Accompanied Aman to polyclinic yesterday. He was sick. So, i decided to accompany him. After that, went to Lot 1 to have lunch. I only had few bites of the carrotcake. He says that i never ate anything but just re-arranged the food. I just don't have the appetite. After that, walked around the shopping center. Talked & laugh like as if we knew for years, already. After that, we went our separate ways. he took LRT home. I took MRT to Yew Tee to meet Matt, a good friend of mine. Slacked for a while. Just for few hours or minutes only. Reached home at around 7.10pm.
Me and matt
Saturday, December 01, 2007
I still can't believe he left me like that and acted like nothing happened. If only he love me like how i love him.. In that way, at least, he could feel how hurt i am. and i thought i'm gonna be with him like, forever. well, it's fate anyway. His feeling have fade for me. But i'd really appreciate it if he told me earlier. And i had to change the events and calenders because there's no more anniversaries. *sigh*
Just by a glance of his picture, my tears begin to roll down, already. i don't even think i can hold this any longer. how i wish i never met him. Then i wouldn't have be in this fucked up situation. What have i not done for him ? i always gave in to him and said sorry though it wasn't even MY fault. Well, maybe not always. He only gave in just 1 or 2 times. and that's it.

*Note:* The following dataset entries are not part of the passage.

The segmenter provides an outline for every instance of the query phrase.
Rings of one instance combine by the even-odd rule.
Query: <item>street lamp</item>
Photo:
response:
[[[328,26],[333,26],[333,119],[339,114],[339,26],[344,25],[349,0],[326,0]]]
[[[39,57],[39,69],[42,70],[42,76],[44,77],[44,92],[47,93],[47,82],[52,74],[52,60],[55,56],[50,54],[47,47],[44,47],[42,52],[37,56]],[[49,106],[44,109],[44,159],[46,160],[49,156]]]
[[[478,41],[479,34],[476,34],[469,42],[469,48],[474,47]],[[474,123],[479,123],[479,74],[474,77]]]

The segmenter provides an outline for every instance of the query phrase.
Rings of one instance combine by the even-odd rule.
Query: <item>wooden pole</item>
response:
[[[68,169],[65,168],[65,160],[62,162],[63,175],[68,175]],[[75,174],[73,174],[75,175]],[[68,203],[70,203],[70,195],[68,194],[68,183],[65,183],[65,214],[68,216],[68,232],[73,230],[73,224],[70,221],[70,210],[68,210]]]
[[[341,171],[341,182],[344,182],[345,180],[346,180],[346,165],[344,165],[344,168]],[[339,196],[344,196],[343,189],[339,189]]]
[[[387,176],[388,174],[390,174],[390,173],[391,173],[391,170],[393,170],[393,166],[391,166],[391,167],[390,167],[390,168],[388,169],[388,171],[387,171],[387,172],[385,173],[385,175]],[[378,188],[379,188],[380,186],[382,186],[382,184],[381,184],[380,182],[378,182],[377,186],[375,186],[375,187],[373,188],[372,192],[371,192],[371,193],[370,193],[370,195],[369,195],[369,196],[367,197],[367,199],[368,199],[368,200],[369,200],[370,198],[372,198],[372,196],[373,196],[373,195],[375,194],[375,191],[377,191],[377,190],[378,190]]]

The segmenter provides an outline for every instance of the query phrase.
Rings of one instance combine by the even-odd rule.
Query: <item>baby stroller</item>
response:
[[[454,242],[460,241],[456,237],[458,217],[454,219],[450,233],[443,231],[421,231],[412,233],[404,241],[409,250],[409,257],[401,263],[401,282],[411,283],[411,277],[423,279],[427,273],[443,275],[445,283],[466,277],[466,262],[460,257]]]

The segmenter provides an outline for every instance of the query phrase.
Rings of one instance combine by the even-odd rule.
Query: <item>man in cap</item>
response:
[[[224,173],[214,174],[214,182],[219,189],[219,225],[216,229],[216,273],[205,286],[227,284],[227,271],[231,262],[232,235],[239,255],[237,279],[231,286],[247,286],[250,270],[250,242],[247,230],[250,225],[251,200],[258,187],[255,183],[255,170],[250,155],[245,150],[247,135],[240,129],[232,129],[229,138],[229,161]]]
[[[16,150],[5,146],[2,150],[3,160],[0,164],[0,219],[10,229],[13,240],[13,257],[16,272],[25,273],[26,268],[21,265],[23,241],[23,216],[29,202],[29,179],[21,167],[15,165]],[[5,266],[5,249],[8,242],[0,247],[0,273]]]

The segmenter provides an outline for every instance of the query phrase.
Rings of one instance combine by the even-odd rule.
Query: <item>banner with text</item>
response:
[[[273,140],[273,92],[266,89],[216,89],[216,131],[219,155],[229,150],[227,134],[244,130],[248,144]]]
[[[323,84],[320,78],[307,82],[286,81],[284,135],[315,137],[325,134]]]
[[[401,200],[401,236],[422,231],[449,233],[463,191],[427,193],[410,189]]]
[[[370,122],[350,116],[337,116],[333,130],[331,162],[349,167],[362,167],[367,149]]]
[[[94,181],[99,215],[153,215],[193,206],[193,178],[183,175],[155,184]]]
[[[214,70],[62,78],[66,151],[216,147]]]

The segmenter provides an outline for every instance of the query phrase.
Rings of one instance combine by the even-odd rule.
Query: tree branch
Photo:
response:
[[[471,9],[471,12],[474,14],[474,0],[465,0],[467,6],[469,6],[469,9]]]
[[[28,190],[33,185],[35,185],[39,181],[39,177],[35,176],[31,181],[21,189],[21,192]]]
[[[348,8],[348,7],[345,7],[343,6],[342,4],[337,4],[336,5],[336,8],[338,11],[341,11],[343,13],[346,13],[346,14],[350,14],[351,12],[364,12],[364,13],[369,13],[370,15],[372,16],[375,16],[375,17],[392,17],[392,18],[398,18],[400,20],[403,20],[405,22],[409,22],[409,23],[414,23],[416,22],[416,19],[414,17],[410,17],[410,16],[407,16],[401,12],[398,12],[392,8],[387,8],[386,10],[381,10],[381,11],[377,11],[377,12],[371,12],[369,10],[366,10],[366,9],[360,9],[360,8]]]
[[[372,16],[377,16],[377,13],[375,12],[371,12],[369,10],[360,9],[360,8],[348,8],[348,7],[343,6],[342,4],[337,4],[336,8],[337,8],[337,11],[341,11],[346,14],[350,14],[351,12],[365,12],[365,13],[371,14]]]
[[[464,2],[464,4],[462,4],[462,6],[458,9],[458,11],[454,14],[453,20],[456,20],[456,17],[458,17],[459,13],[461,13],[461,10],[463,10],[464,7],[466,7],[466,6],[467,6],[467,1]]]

dear Fadiana darling, well, i have to say that what you posted was true. *big sigh* but it's just hard to move on. Well, guys do get bored easily.. That's for sure. I mean, seriously. and i'm feeling lonely, now.
darling, i don't even know why i'm being so emotional for a guy like this but all i knew was that i really love him. It's just that he had changed, already. ):
And thank you for being there for me. :] i really appreciate it. I mean, i really2 do. Thank you for waking me up.
well, i don't really know how to show my appreciation. But i really2 mean it. Thanks for being a great friend for me. :) and i hope that we'll be friends forever. *hugs*
yes, my exboyfriend now. i miss him. )': oh well, this is what you wanted. i can't do anything. but i hope that this is not your real decision. i really love you. i can't sleep. been tossing and turning thinking bout you. it hurts alot, i swear. and i've been crying all night.
30th september 2007, 5:27pm till 1st december 2007, 1.57am.